6. No referido precedente, foi destacada a impossibilidade de o Tribunal Superior Eleitoral analisar a constitucionalidade do § 3º do art. 3º da Lei 9.096/95, incluído pela Lei 13.831/2019, em sede de processo administrativo, bem como a existência da ADI 6230, ajuizada pela Procuradoria-Geral da República, que tem por objeto o referido dispositivo, ainda pendente de julgamento pelo Supremo Tribunal Federal.

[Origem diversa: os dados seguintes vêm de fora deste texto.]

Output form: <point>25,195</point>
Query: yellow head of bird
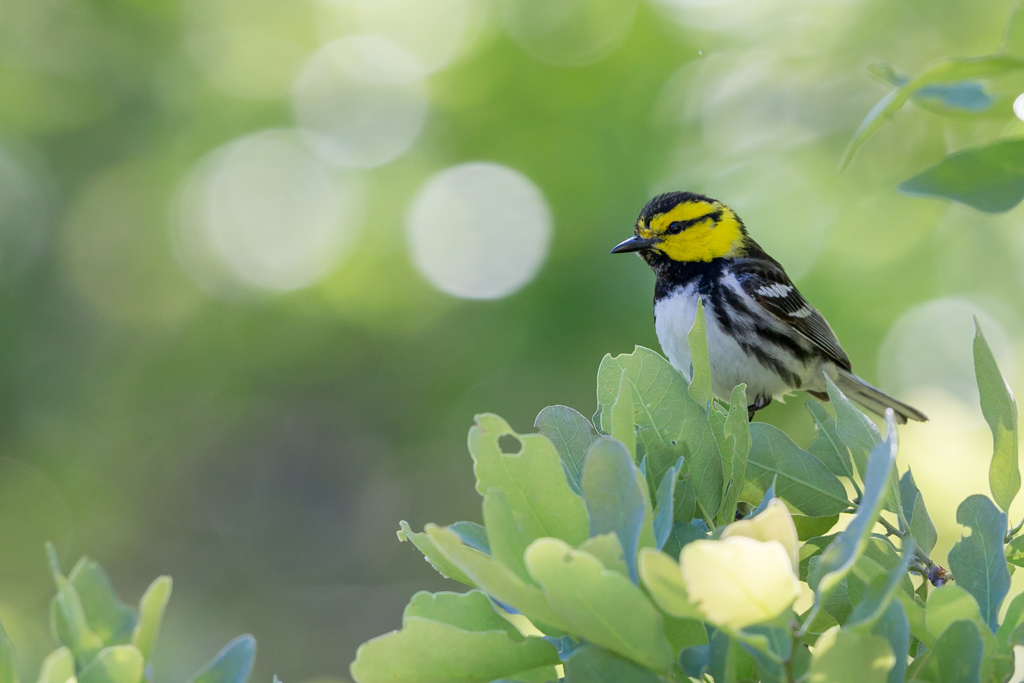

PRORROGAÇÃO DE MANDATO DE ÓRGÃO PARTIDÁRIO POR OUTRO ÓRGÃO PARTIDÁRIO

7. Os §§ 2º e 3º do art. 24 do estatuto, ao estabelecerem o prazo de duração dos mandatos dos diretórios do partido (nacional, estadual e municipal) e a possibilidade de prorrogação a critério da comissão executiva (nacional e estadual), estão de acordo com o art. 15, VI, da Lei 9.096/95. Pedido de anotação das alterações estatutárias deferido

 

Portanto, o ato praticado prescinde de prévia consulta e/ou aquiescência da Comissão Provisória a que se endereça, e o impetrante invoca a necessidade da presença de contraditório e ampla defesa em um ato que sequer trata de sanção, ou apenamento. Trata-se de um regime jurídico ao qual ele aderiu livremente, e aqui se encontra o devido processo legal.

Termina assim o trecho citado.